What The Unbearable Weight of Massive Talent does is funnel several of them - largely those which could feasibly be compiled into a "undisputed Nic Cage greatest hits" list - into an action/comedy romp centred around Nic Cage, starring Nic Cage, as Nic Cage - doing Nic Cage things.
As an actor, Nicolas Cage is something of an enigma. His films have featured so many story elements that they can hardly be put together - military conspiracy, criminal conspiracy, occult conspiracy...the list, erm, goes on. But that's not the point, though Massive Talent's plot also features a conspiracy. The film features Nicolas Cage playing a version of himself, tormented between his love for acting, his more successful younger self, and his increasingly estranged family.

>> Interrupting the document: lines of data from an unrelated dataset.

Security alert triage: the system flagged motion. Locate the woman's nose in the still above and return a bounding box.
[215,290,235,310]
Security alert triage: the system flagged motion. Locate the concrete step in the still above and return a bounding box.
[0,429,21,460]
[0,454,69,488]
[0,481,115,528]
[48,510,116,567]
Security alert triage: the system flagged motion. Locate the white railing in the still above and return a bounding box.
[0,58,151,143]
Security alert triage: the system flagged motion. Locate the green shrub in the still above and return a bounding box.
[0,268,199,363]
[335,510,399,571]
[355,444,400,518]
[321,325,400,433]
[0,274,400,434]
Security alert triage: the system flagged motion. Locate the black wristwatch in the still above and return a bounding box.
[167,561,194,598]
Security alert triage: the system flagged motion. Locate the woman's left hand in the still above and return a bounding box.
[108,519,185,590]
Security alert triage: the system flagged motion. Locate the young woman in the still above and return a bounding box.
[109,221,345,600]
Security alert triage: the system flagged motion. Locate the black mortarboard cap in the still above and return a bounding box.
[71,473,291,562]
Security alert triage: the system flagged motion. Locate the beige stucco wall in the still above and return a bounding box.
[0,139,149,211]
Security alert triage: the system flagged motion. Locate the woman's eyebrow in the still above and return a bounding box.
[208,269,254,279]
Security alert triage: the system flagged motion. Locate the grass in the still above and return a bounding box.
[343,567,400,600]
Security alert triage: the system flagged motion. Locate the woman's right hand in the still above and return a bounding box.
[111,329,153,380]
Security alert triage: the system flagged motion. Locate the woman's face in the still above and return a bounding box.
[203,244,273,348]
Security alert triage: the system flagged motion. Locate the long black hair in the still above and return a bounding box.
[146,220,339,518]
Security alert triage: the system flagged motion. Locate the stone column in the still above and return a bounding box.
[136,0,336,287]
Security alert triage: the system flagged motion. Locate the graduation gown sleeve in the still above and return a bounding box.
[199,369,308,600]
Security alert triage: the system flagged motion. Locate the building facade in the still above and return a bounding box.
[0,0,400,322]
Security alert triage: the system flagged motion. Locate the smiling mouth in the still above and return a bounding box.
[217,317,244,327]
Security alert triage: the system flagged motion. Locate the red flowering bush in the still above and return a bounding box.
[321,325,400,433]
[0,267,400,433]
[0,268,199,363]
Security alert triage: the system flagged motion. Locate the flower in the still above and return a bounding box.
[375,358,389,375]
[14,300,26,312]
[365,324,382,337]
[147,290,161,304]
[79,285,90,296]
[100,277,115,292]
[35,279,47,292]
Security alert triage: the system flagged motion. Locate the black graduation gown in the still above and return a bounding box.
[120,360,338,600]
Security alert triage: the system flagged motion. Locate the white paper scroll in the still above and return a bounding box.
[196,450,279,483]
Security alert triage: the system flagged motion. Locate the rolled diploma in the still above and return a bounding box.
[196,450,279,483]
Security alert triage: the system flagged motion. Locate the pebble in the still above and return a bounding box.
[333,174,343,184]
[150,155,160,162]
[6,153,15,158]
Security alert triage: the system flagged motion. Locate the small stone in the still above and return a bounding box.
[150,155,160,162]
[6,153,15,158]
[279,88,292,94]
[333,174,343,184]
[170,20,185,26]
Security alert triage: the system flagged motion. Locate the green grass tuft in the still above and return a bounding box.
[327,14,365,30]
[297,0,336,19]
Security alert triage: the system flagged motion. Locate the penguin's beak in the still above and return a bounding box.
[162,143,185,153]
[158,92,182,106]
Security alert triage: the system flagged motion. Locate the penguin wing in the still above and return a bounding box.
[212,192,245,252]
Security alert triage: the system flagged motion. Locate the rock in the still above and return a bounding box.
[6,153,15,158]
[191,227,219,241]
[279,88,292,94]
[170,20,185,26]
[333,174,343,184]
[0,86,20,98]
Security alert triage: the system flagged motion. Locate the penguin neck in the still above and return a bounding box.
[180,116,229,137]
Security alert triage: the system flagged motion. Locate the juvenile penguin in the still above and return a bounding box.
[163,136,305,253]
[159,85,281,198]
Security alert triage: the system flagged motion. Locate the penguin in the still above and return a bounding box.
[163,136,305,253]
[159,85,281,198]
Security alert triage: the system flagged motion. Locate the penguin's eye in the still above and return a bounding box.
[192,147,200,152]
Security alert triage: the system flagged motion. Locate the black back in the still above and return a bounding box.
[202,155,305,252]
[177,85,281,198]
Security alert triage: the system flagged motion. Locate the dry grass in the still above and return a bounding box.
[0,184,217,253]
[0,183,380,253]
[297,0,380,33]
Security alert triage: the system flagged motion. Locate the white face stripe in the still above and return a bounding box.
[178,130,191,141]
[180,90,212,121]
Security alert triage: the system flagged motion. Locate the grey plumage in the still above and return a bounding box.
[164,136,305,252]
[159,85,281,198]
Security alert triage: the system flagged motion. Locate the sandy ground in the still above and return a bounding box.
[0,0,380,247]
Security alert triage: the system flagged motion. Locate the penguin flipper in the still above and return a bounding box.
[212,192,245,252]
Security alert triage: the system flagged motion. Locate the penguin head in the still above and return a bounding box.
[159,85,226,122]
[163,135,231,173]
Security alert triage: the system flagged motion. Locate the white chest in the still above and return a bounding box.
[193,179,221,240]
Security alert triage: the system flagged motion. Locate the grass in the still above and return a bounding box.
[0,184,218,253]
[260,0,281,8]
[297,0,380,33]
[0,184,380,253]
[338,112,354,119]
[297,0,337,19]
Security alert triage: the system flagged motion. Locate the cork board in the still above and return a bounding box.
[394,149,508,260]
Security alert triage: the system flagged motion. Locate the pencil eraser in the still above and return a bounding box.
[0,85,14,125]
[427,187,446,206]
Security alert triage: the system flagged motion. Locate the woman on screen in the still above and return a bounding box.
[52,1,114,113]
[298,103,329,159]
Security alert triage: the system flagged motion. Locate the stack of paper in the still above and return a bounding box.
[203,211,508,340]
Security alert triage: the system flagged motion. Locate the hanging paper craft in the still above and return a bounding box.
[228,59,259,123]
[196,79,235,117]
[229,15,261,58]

The first few minutes of the film feature what ultimately proves to be the driving conspiracy of the story - a high-profile kindapping, into which Cage is unwittingly pulled during a surprisingly heartfelt sojourn at the house of Javi Gutierrez, featuring Paddington 2, and the movie just sort of rolls with the increasingly weird things Nicolas Cage drives it into doing, sometimes literally.
The core of the film are Nicolas Cage and Javi, and their relationship from acquaintances to bosom buddies. For all intents and purposes, Pedro Pascal seems to play a stand-in for Cage's fanbase, taken to the logical extreme in that he has a literal cave full of Nicolas Cage memerobilia, and with an extensive knowledge of his movies, which are referred to and called out no less than 20 times, both directly and through a lot of plot-contrived, acid-fuelled nonsense that the two go through, sharing what is likely one of the best on-screen chemistries as the two literally build their performances off of each other, leading to a crescendo unlike any other Nicolas Cage movie.
But the film kind of takes a small dip when the afforementioned conspiracy rears its ugly head - a little thing called out earlier in the movie by Javi as the two discuss their own film, which, shockingly looks a lot in structure as Massive Talent when seen from the outside - which makes you wonder, is this really a movie or a rampant fever dream given physical form? Either way, the writers deserve a lot of credit for the numerous instances of (non)subtlety, and Tom Gormican deserves a lot of credit for bringing out the writing into a hugely colourful form.
The film is what you get when you let Nicolas Cage be Nicolas Cage - outrageous, larger-than-self and patently absurd, but just like Nicolas Cage the actor, Massive Talent has an endearing side to balance out the laughs and the action (no, Paddington 2 does not get all the credit for that). It's a true class piece in character acting.